January 13 – Reuters (Yawen Chen and Martin Quin Pollard):
“China’s exports unexpectedly fell the most in two years in December, while imports also contracted, pointing to further weakness in the world’s second-largest economy in 2019 and deteriorating global demand. … (but) China’s politically-sensitive surplus with the U.S. widened by 17.2% to $323.32 billion last year, the highest on record going back to 2006.”
January 13 – Reuters (Yilei Sun and Brenda Goh):
“The world’s biggest auto market (China) contracted for the first time in more than two decades, the country’s top auto industry association said… China car sales fell 13% in December, the sixth straight month of declines, bringing annual sales to 28.1 million, down 2.8% from a year earlier… This was against a 3% annual growth forecast set at the start of 2018.”
Emerging Markets Watch:
January 16 – Financial Times (Jonathan Wheatley):
The IIF’s data show total global debt — owed by households, governments, non-financial corporates and the financial sector — at $244trillion, or 318% of gross domestic product at the end of September, down from a peak of 320% two years earlier. ... Of particular concern is the non-financial corporate sector in emerging markets (EMs), where debts are equal to 93.6% of GDP. That is more than among the same group in developed markets, at 91.1% of GDP.”
Global Bubble Watch:
January 14 – Bloomberg (William Horobin):
“The Organization for Economic Co-Operation and Development's Composite Leading Indicator is the latest sign of a synchronized slowdown in global growth, adding to recession warnings sparked by industrial figures in Germany last week, and slumping trade figures for China… The indicator, which is designed to anticipate turning points six-to-nine months ahead, has been ticking down since the start of 2018 and fell again in November. The OECD singled out the U.S. and Germany, where it said ‘tentative signs’ of easing momentum are now confirmed.”
Brexit Watch:
January 14 – Financial Times (Philip Stafford):
“As investors wait for the UK’s vote on the Brexit withdrawal agreement, banks and brokers have already accepted that, from March 29, Europe will be split into two distinct capital markets.

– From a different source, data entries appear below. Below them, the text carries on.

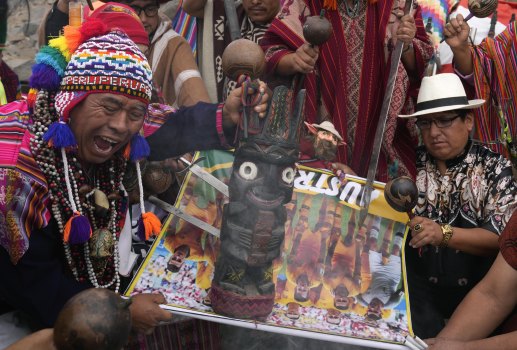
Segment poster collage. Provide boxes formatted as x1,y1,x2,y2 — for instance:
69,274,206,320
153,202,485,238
126,151,411,344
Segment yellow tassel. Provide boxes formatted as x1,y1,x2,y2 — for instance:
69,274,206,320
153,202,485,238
142,212,162,240
27,88,38,108
63,26,81,52
122,142,131,160
48,36,71,61
323,0,337,10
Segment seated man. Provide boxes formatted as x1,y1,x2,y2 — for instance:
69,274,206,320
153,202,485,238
39,0,209,108
0,15,268,333
399,74,517,338
427,213,517,350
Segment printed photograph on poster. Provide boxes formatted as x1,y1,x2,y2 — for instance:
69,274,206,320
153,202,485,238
126,151,416,344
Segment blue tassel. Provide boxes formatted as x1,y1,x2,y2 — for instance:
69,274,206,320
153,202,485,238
29,63,61,91
63,212,92,245
388,159,399,179
43,121,77,148
129,133,151,162
35,46,67,76
136,216,146,241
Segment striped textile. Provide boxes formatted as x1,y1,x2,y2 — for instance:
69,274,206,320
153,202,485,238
172,1,197,58
0,101,50,264
471,22,517,160
260,0,433,181
125,319,220,350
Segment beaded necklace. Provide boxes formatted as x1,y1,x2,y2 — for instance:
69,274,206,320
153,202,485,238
342,0,362,19
30,90,126,292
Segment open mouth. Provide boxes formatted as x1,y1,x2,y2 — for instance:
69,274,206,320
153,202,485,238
93,136,118,154
246,189,284,209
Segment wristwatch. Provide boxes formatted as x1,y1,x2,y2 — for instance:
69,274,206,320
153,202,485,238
440,224,454,248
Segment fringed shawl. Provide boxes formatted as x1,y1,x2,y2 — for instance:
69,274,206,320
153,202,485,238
261,0,432,180
471,22,517,162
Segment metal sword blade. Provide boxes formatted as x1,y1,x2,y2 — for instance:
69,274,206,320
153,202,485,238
147,196,220,237
180,157,230,197
359,0,413,227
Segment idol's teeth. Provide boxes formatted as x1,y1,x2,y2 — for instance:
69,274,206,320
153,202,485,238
100,136,118,145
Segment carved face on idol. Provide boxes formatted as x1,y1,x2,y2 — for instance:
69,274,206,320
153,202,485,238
229,142,296,210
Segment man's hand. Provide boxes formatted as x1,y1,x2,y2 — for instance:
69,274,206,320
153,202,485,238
223,81,269,127
290,43,320,74
409,216,443,248
425,338,466,350
57,0,70,15
397,11,416,45
129,294,172,334
443,14,470,50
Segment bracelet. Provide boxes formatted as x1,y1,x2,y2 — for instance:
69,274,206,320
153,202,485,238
440,224,454,248
402,43,413,53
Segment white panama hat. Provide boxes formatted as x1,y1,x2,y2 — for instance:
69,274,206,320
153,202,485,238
399,73,485,118
304,121,343,141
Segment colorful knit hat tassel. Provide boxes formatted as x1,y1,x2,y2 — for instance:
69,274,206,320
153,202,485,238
135,162,162,240
129,133,151,162
43,120,77,148
61,147,92,244
63,211,92,245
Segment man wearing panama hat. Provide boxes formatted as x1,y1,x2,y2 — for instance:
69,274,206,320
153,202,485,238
399,74,517,338
299,121,355,177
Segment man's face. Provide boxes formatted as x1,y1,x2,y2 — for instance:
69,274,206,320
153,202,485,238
286,302,300,320
313,130,337,161
169,249,187,268
242,0,280,23
70,93,147,164
366,298,383,319
295,278,309,299
417,111,474,161
326,309,341,325
127,0,160,34
334,285,350,310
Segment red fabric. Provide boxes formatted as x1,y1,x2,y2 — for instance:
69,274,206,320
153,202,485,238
90,2,149,46
261,0,430,181
300,137,332,170
0,61,20,103
499,211,517,270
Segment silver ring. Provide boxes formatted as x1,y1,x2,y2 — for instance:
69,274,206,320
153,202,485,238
413,224,424,233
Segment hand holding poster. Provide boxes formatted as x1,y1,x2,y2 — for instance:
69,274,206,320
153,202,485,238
127,151,424,349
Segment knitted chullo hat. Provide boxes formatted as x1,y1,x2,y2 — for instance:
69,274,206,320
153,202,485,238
86,2,149,46
28,18,160,244
56,28,152,122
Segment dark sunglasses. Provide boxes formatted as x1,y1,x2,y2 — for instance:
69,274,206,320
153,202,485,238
416,115,460,130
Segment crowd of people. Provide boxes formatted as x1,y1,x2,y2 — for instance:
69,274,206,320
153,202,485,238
0,0,517,349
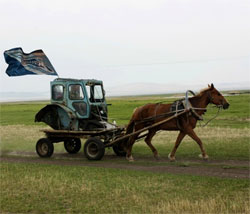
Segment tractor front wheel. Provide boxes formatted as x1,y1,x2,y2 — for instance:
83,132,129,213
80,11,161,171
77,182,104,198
36,138,54,158
84,137,105,160
64,138,81,154
113,143,127,157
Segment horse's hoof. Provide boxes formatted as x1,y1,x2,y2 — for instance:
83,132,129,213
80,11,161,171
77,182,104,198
199,154,209,161
126,155,134,162
154,155,160,161
168,153,175,162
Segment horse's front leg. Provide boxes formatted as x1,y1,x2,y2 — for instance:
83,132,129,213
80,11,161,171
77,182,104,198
168,131,186,161
126,136,137,161
187,128,209,160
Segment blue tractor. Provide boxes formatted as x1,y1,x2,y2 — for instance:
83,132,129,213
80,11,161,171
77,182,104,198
35,78,126,160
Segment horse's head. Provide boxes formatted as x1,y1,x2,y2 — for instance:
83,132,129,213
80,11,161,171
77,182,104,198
208,84,229,109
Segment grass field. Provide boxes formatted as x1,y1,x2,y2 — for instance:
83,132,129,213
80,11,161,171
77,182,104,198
0,95,250,213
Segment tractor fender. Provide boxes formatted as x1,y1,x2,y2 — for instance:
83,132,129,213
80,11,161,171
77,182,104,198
35,104,78,130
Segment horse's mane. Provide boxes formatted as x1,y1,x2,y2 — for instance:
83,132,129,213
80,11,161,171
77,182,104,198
195,87,210,97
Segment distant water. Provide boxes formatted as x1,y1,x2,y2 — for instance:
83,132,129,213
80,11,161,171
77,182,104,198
0,92,50,102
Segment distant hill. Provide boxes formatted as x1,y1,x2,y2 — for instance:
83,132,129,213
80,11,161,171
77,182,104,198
0,82,250,102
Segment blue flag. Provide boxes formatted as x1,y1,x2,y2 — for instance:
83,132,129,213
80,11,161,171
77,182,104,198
4,48,58,76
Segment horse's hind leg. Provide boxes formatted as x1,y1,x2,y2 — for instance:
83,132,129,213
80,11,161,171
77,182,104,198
168,131,186,161
145,130,159,159
187,129,208,160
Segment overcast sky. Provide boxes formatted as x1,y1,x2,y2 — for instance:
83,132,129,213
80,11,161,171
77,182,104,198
0,0,250,96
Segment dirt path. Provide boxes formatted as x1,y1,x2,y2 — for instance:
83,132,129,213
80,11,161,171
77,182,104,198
0,152,250,179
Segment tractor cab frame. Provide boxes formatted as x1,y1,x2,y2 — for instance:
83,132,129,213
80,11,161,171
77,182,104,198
35,78,110,131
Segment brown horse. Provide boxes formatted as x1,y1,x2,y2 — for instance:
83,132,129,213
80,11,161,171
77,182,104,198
125,84,229,161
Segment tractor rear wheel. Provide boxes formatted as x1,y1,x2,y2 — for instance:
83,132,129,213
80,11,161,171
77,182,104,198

For most of them, the priority has been to ensure that EU-based clients have access to crucial market plumbing in London. "
Fixed-Income Bubble Watch:
January 14 – Wall Street Journal (Juliet Chung and Nicole Friedman):
“PG&E said that it intends to seek chapter 11 bankruptcy protection by the end of the month due to more than $30 billion it faces related to its role in sparking deadly California wildfires in 2017 and 2018.
January 12 – Bloomberg (Hailey Waller and James Ludden):
“Jeffrey Gundlach ... highlighted the dangers especially posed by the U.S. corporate bond market. Prolific sales of junk bonds and significant growth in investment grade corporate debt, coupled with the Federal Reserve weaning the market off quantitative easing, have resulted in what the DoubleLine Capital LP boss called ‘an ocean of debt.’ ... countering President Donald Trump’s claim that he’s presiding over the strongest economy ever. The growth is debt-based, he said … ‘We have floated incremental debt when we should be doing the opposite if the economy is so strong.’”
Geopolitical Watch:
January 17 – Wall Street Journal (Benoit Faucon):
“China’s state-run energy giant is making a new approach to strike a $3 billion Iranian oil field, seeking to take advantage of waivers allowed under U.S. sanctions even as two European nations have ended crude purchases ... China’s decision to pursue lucrative deals with Tehran, and deepen its presence there, contrasts with a retreat by Italy and Greece stemming from fear that financial transactions and physical trade with Iran have become too difficult.”
January 16 – CNBC (Kate Fazzini):
“Iranian hackers have congregated since at least 2002 in online forums to share tips ... that have given birth to some of the most significant global cyber security incidents, including devastating attacks on Saudi Aramco, attacks against the public-facing websites of large banks and espionage campaigns on a wide range of Western targets, according to new research by cyber security intelligence firm Recorded Future.”